Crowbar central

A blog about the ooc language, with source code examples, updates on the state of the llama (our beloved mascot), and random thoughts by nddrylliog, the benevolent dictator for life of ooc.

The opinions expressed in this blog are not necessarily those of the whole ooc community.

Sep 28

Error reporting improvements - parser generator tricks

Several had noticed that rock error reporting was particularly sucky these last few weeks. I’m happy to announce that it has been fixed and even improved, as you can see:

Which, surely you agree, is much much nicer to work with.
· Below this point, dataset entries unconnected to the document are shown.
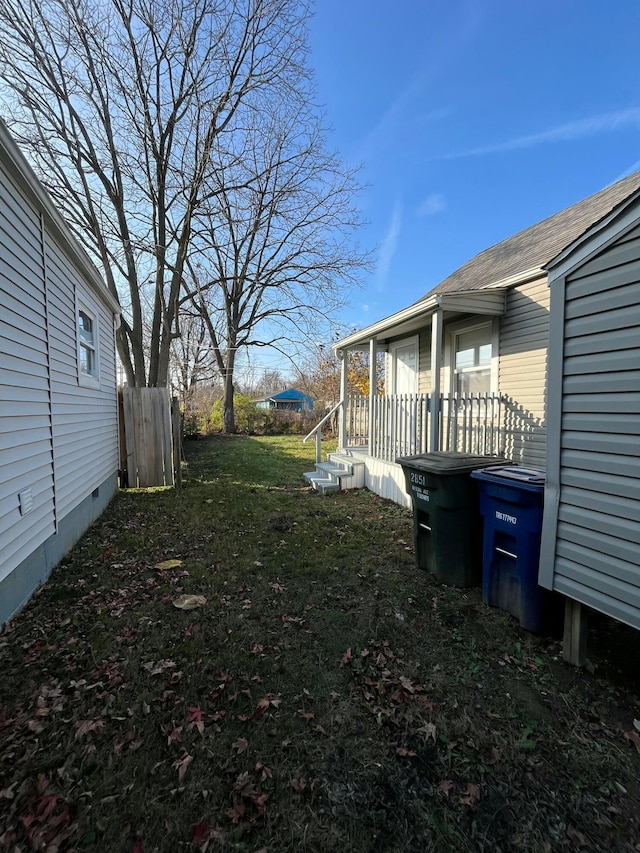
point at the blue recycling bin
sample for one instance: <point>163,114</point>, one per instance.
<point>511,504</point>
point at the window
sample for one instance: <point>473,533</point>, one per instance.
<point>87,345</point>
<point>472,361</point>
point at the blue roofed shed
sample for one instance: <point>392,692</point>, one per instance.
<point>290,400</point>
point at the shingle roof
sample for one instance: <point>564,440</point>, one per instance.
<point>536,246</point>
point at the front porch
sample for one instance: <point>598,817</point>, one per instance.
<point>375,431</point>
<point>387,426</point>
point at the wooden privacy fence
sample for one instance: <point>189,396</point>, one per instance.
<point>150,438</point>
<point>468,423</point>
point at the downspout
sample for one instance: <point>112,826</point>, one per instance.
<point>436,364</point>
<point>373,390</point>
<point>342,429</point>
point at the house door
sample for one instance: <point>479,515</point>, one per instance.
<point>405,368</point>
<point>404,376</point>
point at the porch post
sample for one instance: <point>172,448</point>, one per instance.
<point>436,364</point>
<point>342,429</point>
<point>373,390</point>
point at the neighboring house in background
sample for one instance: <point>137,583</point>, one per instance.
<point>466,364</point>
<point>591,528</point>
<point>290,400</point>
<point>58,400</point>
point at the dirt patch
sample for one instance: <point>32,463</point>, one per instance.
<point>327,695</point>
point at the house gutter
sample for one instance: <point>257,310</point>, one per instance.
<point>22,173</point>
<point>430,304</point>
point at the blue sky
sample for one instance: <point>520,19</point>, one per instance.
<point>472,120</point>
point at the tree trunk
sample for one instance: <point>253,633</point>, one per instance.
<point>228,425</point>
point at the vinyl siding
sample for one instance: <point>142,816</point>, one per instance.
<point>524,336</point>
<point>424,361</point>
<point>26,461</point>
<point>58,437</point>
<point>84,414</point>
<point>598,530</point>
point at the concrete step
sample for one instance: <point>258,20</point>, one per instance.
<point>320,483</point>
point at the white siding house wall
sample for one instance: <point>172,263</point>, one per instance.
<point>26,461</point>
<point>524,336</point>
<point>591,536</point>
<point>85,415</point>
<point>58,429</point>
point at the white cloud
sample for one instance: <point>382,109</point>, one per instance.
<point>603,123</point>
<point>389,246</point>
<point>433,204</point>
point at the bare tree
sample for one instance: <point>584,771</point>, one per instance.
<point>192,364</point>
<point>275,252</point>
<point>121,105</point>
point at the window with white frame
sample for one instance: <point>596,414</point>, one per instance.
<point>472,350</point>
<point>87,344</point>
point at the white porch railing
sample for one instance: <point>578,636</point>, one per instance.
<point>470,423</point>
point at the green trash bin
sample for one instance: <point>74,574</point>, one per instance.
<point>447,526</point>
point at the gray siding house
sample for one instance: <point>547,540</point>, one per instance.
<point>58,400</point>
<point>591,528</point>
<point>465,365</point>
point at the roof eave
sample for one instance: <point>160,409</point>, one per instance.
<point>21,171</point>
<point>430,303</point>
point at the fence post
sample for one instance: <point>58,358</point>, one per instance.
<point>176,424</point>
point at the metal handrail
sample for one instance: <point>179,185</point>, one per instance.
<point>317,431</point>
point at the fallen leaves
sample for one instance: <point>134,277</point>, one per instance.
<point>248,801</point>
<point>240,745</point>
<point>168,564</point>
<point>189,602</point>
<point>634,737</point>
<point>182,765</point>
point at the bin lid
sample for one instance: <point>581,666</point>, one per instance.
<point>520,474</point>
<point>449,462</point>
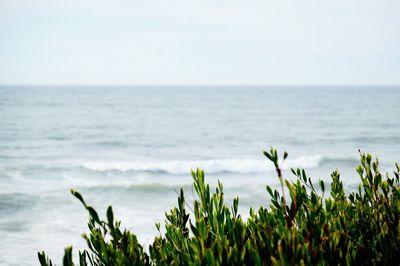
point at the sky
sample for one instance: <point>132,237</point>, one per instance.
<point>199,42</point>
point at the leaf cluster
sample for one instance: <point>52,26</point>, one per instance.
<point>359,228</point>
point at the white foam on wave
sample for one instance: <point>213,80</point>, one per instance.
<point>242,166</point>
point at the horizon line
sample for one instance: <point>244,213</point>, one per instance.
<point>196,85</point>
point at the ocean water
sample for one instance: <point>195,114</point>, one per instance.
<point>133,148</point>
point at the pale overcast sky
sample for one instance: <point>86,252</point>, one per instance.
<point>259,42</point>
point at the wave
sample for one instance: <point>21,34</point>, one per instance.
<point>177,167</point>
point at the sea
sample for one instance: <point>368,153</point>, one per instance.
<point>133,147</point>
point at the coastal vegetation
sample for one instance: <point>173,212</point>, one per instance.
<point>307,223</point>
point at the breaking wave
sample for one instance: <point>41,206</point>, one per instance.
<point>177,167</point>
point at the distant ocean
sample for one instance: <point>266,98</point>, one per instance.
<point>133,148</point>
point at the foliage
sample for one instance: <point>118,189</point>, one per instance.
<point>360,228</point>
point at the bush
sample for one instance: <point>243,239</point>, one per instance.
<point>301,227</point>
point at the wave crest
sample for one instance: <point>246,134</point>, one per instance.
<point>177,167</point>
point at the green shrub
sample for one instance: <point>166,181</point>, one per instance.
<point>301,227</point>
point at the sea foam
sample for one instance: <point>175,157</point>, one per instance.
<point>178,167</point>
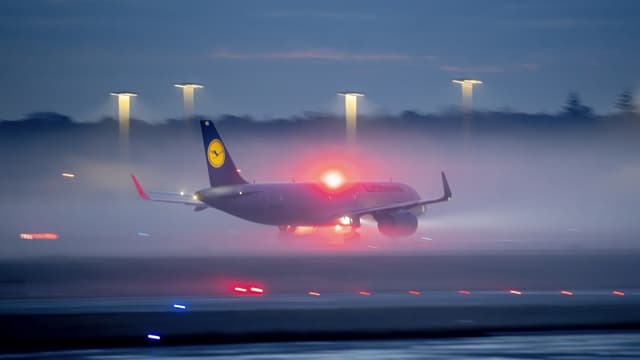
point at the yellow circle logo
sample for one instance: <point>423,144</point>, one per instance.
<point>215,153</point>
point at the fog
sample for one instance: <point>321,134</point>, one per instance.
<point>520,182</point>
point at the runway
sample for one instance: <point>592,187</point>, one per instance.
<point>560,346</point>
<point>111,303</point>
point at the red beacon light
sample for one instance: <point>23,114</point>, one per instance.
<point>333,179</point>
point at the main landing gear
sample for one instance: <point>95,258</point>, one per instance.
<point>286,231</point>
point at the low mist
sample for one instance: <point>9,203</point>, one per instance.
<point>520,182</point>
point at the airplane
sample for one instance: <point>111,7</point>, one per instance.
<point>289,206</point>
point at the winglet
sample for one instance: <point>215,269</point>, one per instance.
<point>141,192</point>
<point>447,189</point>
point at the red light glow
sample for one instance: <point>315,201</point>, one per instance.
<point>39,236</point>
<point>333,179</point>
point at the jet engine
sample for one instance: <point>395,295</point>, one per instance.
<point>395,224</point>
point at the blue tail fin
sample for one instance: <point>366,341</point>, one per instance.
<point>222,170</point>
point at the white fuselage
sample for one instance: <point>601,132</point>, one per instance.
<point>303,204</point>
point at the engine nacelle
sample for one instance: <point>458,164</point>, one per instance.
<point>400,223</point>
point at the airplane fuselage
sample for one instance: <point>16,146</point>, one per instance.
<point>303,204</point>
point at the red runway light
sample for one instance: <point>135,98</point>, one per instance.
<point>39,236</point>
<point>256,290</point>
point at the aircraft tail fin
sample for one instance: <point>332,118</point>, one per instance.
<point>222,170</point>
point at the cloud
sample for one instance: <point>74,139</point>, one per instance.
<point>320,15</point>
<point>317,54</point>
<point>486,69</point>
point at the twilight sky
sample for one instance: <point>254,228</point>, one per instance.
<point>279,58</point>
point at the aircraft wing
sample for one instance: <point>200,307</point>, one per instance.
<point>406,205</point>
<point>168,197</point>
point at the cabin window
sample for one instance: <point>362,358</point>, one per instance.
<point>382,188</point>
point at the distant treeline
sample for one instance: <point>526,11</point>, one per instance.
<point>452,121</point>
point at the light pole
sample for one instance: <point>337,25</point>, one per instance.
<point>124,111</point>
<point>467,92</point>
<point>188,91</point>
<point>351,113</point>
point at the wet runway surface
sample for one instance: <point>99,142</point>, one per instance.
<point>112,303</point>
<point>563,346</point>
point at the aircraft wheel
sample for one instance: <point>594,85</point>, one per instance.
<point>286,232</point>
<point>351,238</point>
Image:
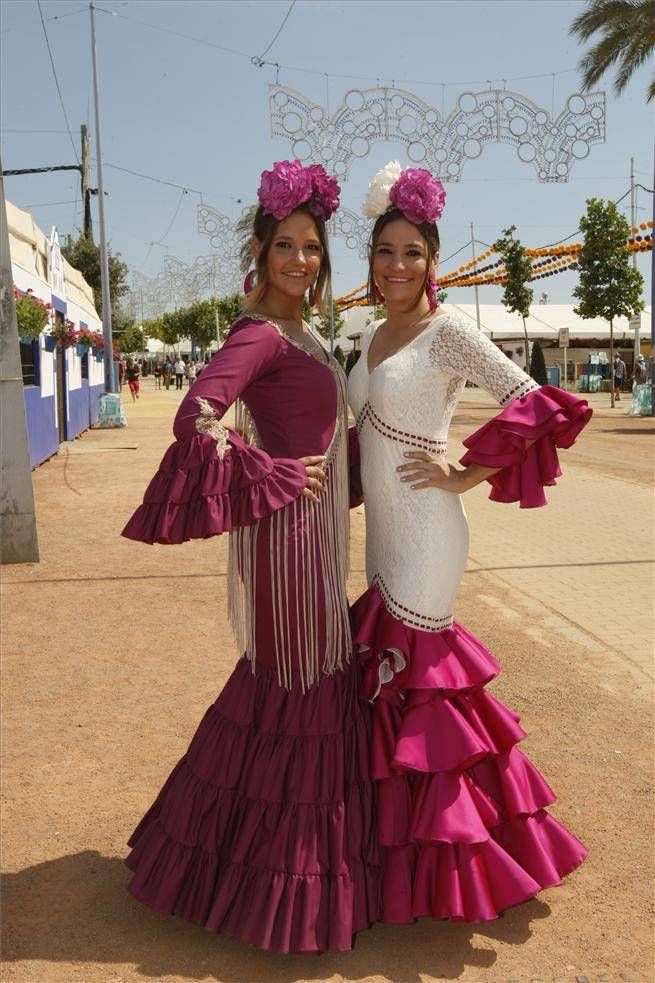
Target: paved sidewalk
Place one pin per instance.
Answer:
(113, 650)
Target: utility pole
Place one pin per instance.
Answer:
(18, 533)
(477, 299)
(331, 321)
(652, 312)
(86, 191)
(633, 222)
(110, 385)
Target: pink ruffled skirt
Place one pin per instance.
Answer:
(462, 819)
(265, 829)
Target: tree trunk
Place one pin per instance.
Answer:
(527, 347)
(612, 362)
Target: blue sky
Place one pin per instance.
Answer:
(183, 111)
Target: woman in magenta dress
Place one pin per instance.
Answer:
(462, 818)
(265, 829)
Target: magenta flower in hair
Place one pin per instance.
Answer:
(288, 185)
(418, 195)
(325, 193)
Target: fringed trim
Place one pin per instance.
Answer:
(207, 422)
(323, 550)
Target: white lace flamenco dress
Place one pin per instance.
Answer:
(461, 810)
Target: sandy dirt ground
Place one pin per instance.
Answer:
(113, 650)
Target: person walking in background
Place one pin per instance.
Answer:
(180, 369)
(641, 389)
(168, 372)
(132, 373)
(619, 372)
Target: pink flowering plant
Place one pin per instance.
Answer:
(418, 195)
(85, 337)
(65, 334)
(32, 315)
(289, 185)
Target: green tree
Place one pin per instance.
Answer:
(84, 255)
(153, 328)
(517, 297)
(351, 360)
(201, 322)
(538, 365)
(229, 309)
(608, 287)
(172, 328)
(625, 31)
(323, 324)
(132, 339)
(378, 313)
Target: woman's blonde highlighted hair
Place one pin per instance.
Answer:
(263, 227)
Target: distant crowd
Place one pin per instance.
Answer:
(172, 369)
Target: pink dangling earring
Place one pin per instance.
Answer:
(432, 290)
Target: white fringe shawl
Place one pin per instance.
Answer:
(324, 534)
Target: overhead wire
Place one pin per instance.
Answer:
(279, 31)
(260, 62)
(69, 13)
(54, 72)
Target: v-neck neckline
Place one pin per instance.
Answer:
(371, 371)
(296, 342)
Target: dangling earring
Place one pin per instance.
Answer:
(432, 290)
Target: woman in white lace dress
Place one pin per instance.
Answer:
(461, 810)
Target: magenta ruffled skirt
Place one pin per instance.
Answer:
(462, 820)
(265, 830)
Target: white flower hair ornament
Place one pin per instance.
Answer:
(377, 200)
(413, 191)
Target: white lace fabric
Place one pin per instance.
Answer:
(417, 541)
(208, 422)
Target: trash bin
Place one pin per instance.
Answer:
(552, 372)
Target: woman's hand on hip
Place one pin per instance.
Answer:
(316, 477)
(429, 471)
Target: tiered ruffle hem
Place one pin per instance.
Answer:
(265, 829)
(462, 818)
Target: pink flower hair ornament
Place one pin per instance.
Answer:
(290, 185)
(413, 191)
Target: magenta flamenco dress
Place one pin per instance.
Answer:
(264, 830)
(462, 820)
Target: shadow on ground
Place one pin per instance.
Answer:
(76, 909)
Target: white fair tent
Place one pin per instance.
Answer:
(544, 322)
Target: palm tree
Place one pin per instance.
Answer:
(627, 37)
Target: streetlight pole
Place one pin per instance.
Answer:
(633, 223)
(475, 266)
(110, 385)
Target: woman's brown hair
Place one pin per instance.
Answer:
(264, 227)
(428, 231)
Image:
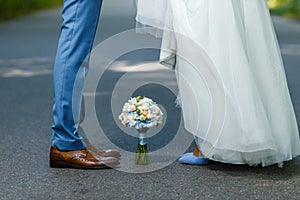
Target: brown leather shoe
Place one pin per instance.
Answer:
(81, 159)
(100, 152)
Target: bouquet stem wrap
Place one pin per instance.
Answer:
(141, 155)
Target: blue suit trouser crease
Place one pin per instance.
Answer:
(80, 20)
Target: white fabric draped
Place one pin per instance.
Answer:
(235, 38)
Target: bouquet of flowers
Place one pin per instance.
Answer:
(141, 113)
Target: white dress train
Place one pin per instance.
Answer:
(237, 39)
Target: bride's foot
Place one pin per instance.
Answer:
(195, 158)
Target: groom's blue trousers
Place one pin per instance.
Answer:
(80, 19)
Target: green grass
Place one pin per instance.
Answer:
(287, 8)
(14, 8)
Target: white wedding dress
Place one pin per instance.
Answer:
(230, 74)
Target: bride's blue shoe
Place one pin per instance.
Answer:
(190, 159)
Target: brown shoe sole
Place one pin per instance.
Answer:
(69, 165)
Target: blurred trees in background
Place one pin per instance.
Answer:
(14, 8)
(289, 8)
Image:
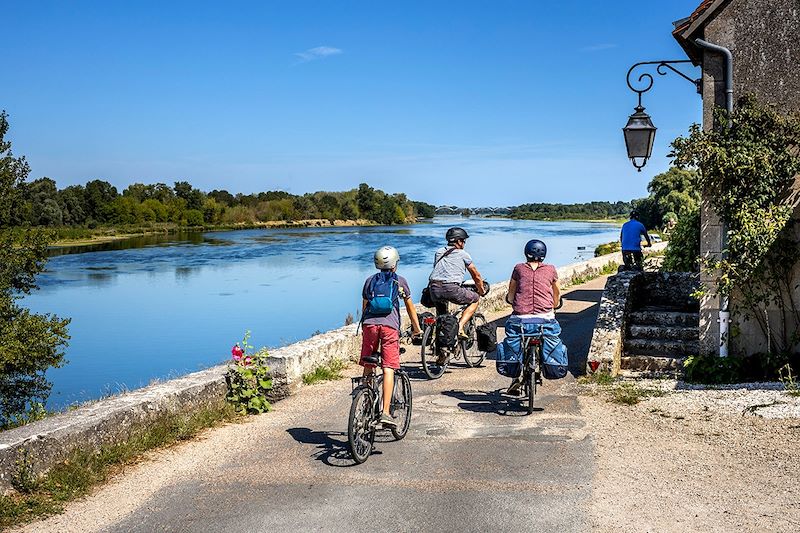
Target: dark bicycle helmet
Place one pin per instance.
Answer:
(535, 250)
(456, 234)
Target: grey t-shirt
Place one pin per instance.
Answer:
(392, 319)
(450, 269)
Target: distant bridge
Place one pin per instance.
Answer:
(455, 210)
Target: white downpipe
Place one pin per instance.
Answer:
(724, 312)
(724, 320)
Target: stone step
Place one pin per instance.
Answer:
(661, 348)
(667, 333)
(649, 363)
(664, 318)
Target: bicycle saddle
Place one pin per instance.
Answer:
(534, 321)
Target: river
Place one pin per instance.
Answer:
(160, 307)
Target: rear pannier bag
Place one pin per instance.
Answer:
(487, 337)
(509, 362)
(554, 358)
(446, 331)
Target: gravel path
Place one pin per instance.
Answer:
(697, 460)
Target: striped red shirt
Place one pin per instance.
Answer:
(534, 289)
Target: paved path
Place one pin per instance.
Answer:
(472, 461)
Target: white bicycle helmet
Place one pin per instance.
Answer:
(386, 258)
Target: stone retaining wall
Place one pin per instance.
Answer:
(49, 441)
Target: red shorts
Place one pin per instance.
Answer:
(381, 339)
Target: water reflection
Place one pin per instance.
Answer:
(157, 306)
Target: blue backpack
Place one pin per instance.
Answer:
(382, 294)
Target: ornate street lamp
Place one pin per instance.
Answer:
(640, 133)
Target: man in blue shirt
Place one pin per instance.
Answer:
(631, 238)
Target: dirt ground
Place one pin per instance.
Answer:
(672, 463)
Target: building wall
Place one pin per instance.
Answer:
(764, 38)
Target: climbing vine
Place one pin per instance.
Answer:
(747, 169)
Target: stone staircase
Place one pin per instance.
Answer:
(661, 327)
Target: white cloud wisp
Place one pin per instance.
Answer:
(319, 52)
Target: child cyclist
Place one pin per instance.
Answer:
(381, 322)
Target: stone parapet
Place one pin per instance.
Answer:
(47, 442)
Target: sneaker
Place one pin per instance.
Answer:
(387, 421)
(514, 389)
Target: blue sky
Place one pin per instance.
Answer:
(469, 103)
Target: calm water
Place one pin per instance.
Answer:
(161, 307)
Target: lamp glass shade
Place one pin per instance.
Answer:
(640, 134)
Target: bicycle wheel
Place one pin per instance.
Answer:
(428, 351)
(469, 347)
(530, 382)
(360, 428)
(401, 404)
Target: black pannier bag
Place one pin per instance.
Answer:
(425, 298)
(446, 331)
(424, 323)
(487, 337)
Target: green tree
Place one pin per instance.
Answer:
(683, 251)
(98, 194)
(29, 343)
(72, 201)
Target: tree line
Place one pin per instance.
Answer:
(586, 211)
(98, 203)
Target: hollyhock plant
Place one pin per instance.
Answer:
(248, 378)
(236, 352)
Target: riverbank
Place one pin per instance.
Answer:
(89, 237)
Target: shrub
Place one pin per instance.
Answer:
(249, 381)
(683, 251)
(607, 248)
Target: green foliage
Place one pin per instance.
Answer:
(40, 203)
(586, 211)
(30, 344)
(329, 372)
(249, 380)
(683, 250)
(37, 497)
(597, 378)
(713, 370)
(789, 381)
(746, 169)
(607, 248)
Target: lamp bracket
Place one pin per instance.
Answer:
(647, 80)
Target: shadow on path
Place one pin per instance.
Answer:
(490, 402)
(332, 452)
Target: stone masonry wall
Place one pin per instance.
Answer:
(50, 441)
(762, 35)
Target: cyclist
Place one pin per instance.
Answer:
(449, 266)
(381, 297)
(631, 238)
(533, 293)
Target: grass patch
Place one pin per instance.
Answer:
(597, 378)
(330, 372)
(37, 497)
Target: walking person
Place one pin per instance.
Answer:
(631, 238)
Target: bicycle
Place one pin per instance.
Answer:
(435, 358)
(367, 406)
(532, 345)
(531, 363)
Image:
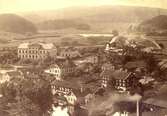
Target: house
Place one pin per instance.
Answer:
(87, 58)
(106, 76)
(136, 65)
(123, 80)
(61, 69)
(71, 90)
(36, 51)
(69, 53)
(107, 66)
(7, 76)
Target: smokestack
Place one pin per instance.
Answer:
(138, 108)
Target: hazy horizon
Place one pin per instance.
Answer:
(15, 6)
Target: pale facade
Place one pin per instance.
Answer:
(59, 71)
(36, 51)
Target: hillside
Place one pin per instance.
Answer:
(100, 18)
(98, 14)
(158, 23)
(16, 24)
(63, 24)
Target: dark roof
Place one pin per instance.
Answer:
(14, 73)
(118, 74)
(107, 72)
(156, 102)
(69, 84)
(135, 64)
(64, 63)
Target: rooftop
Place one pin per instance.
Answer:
(43, 45)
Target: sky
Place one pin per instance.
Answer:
(12, 6)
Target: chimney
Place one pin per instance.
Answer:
(138, 108)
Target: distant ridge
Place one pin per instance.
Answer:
(16, 24)
(157, 23)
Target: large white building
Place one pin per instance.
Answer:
(36, 51)
(61, 69)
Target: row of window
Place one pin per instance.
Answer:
(32, 51)
(29, 56)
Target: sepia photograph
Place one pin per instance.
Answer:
(83, 57)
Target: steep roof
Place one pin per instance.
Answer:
(64, 63)
(14, 73)
(43, 45)
(118, 74)
(107, 72)
(68, 84)
(135, 64)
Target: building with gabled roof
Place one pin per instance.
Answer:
(61, 69)
(69, 52)
(36, 51)
(123, 80)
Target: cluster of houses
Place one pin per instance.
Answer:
(67, 88)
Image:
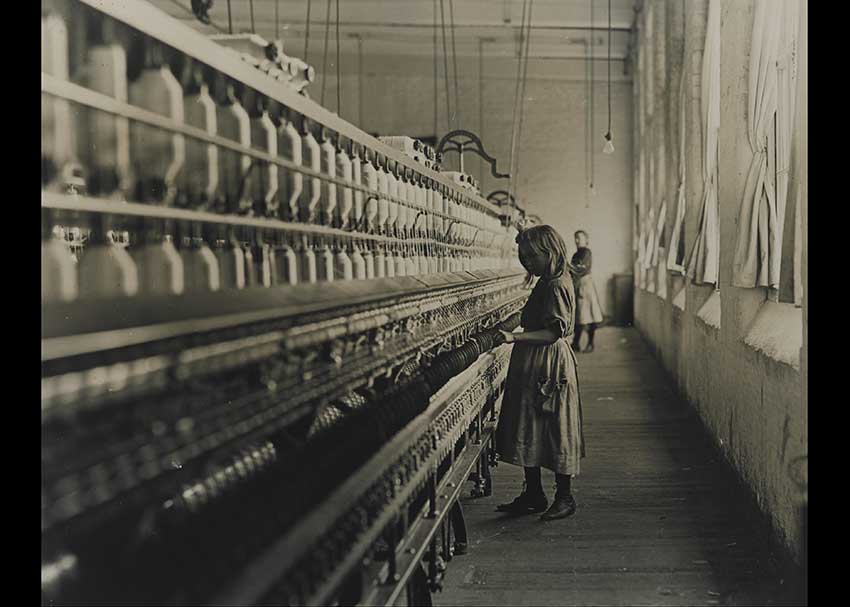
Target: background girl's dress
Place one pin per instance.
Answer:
(588, 308)
(540, 423)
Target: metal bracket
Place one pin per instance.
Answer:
(461, 140)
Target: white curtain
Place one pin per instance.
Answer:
(705, 255)
(659, 234)
(675, 248)
(758, 251)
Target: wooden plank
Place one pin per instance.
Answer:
(660, 521)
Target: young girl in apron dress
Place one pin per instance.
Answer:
(540, 422)
(588, 308)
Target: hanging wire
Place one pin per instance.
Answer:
(307, 31)
(436, 79)
(338, 77)
(454, 61)
(609, 68)
(524, 82)
(588, 137)
(446, 64)
(592, 114)
(522, 65)
(514, 121)
(325, 55)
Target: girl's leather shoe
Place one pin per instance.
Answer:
(561, 507)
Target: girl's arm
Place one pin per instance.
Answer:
(541, 337)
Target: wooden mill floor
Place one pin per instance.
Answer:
(660, 519)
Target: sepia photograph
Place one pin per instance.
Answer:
(424, 302)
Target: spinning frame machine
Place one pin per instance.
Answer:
(300, 437)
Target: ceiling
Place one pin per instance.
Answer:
(560, 28)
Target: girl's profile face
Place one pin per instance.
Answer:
(533, 263)
(581, 239)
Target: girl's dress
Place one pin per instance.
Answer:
(540, 423)
(588, 308)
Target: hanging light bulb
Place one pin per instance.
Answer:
(609, 145)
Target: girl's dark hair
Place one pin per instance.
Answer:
(544, 240)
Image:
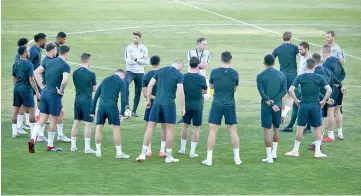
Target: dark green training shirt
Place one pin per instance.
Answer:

(Disclaimer: the code below is greg syntax, not ooc code)

Turns out it was broken by my fault. I had changed things like

FunctionCall = Name OPEN_PAREN Args CLOS_PAREN
OPEN_PAREN = ‘(‘
CLOS_PAREN = ‘)’

To

FunctionCall = Name ‘(’ Args ‘)’

It didn’t break parsing (ie. produced exactly the same AST) but it broke error reporting. Why?

The original peg/leg had no error reporting facility. Nor did greg, _why’s re-entrant fork of it. So in my fork, I added some error reporting facility.

peg/leg/greg allow the specification of blocks of C code inside brackets {} when a rule is fully matched, such as this:

FunctionCall = Name OPEN_PAREN Args CLOS_PAREN { onCall() }

So in the same spirit, I added ~{}, which is called when a rule is *not* matched.

FunctionCall = Name OPEN_PAREN Args CLOS_PAREN ~{ onError() } { onCall()}

In that example, onError() will be called if the closing parenthesis isn’t matched.

But wait, isn’t that illogical? Why choose the closing parenthesis to test for errors? After all, we could do something like:

FunctionCall = Name OPEN_PAREN (Expr (COMMA Expr ~{ onError() })*)) CLOS_PAREN

Ie. if Expr is not matched (malformed expression) it would throw an error. But that won’t work. Why? Because it’s alright for Expr not to be matched. ‘*’ means ‘0 or more’. So if it’s not matched, the parser generated by greg will just assume that there are no more Expr to be matched and that the parent rule ()* is fully matched and then it’ll move on to the next rule, ie. the ‘)’.

Now we see why it makes sense to test for closing delimiters such as ‘)’, ‘}’, ‘]’. If there is indeed a malformed expression, then Expr will no longer match and it’ll stop matching ()*, and when trying to match the closing parenthesis it will fail! And that’s when we want to throw an error.

But as I said the only thing I did was to change from

FunctionCall = Name OPEN_PAREN Args CLOS_PAREN ~{ /* … */ } { /* … */ }

To

FunctionCall = Name ‘(’ Args ‘)’ ~{ /* … */ } { /* … */ }

And the explanation is very simple: ~{} only works after named rules. ‘(’ is a string rule and thus ~{} is simply ignored. This is a little limitation of my greg error reporting solution that I had totally forgotten. It might be considered a bug, if anyone else uses greg and wishes that particular issue to be fixed, you know where GitHub is.

I hope you enjoyed this little journey in the world of parser generators, it’s an exciting domain and I’ve only grazed the surface. If you’re interested in developing your own toy language in ooc with greg, decadence is a nice tutorial I was corrupted into writing.